Let me give an example:
float _phi1 = _proj0[n*2] * (_globalMaxs_d[0] - _globalMins_d[0]) + 90.f;
_globalMaxs_d and _globalMins_d are constant parameters and correctly initialized, as checked in the debugger: _globalMaxs_d[0] = 180.f, _globalMins_d[0] = 0.f.
_proj0[n*2] correctly is set to 0.5f. The result should clearly be 180, but it actually is 90!!
I re-checked this 10 times, it is the same for every thread of course and reproducible over many runs.
Changing this line of code to
float _phi1 = __fadd_rn(_proj0[n*2]*(_globalMaxs_d[0] - _globalMins_d[0]), 90.f);
cures the problem. Problems like these appear all over the execution of this particular kernel, and until now could all be “cured” by using the __f**** floating point functions even for the most simple statements. There are also many spots where even statements like the above “cure” don’t work unless I remove all nested functions, in the example above this would mean writing explicitely
float phi1 = __fadd_rn(_globalMaxs_d[0], - _globalMins_d[0]);
_phi1 = __fmul_rn(_phi1, _proj0[n*2]);
_phi1 = __fadd_rn(_phi1, 90.f);
There is definitely something afoul here. Could this have something to do with directly accessing the constant parameters? The only other ideas I have is a problem with the fact that my card (GTX 285) is the primary display device at the moment (I stop the X server for debugging…).

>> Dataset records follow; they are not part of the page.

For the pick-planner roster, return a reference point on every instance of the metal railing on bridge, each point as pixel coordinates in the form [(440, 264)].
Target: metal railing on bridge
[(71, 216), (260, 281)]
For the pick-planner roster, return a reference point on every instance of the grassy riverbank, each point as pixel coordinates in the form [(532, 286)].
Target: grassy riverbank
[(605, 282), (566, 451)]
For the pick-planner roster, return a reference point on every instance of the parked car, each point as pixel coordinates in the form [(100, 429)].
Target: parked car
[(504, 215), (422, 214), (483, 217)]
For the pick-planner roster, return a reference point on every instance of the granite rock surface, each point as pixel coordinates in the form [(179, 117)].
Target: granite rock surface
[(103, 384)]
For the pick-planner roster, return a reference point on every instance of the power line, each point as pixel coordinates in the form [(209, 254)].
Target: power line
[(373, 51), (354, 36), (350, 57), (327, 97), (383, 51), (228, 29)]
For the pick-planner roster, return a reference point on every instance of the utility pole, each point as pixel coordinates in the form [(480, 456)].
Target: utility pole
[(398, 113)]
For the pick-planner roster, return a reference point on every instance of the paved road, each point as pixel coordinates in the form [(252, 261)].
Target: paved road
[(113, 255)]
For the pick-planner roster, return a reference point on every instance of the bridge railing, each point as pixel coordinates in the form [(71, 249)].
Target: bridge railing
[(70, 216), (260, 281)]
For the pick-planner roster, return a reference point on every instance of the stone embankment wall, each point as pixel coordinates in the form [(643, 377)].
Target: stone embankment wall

I don’t know if it is of any importance for the problem, but let me describe the layout of the project: The kernel is wrapped inside a C++ interface class accessing C wrapper functions calling the cuda-functions. Actually, the design is very similar to the particles example in the official SDK. I am running Ubuntu 8.10 and I am using CMAKE for compilation.
Thanks ins advance for any insights!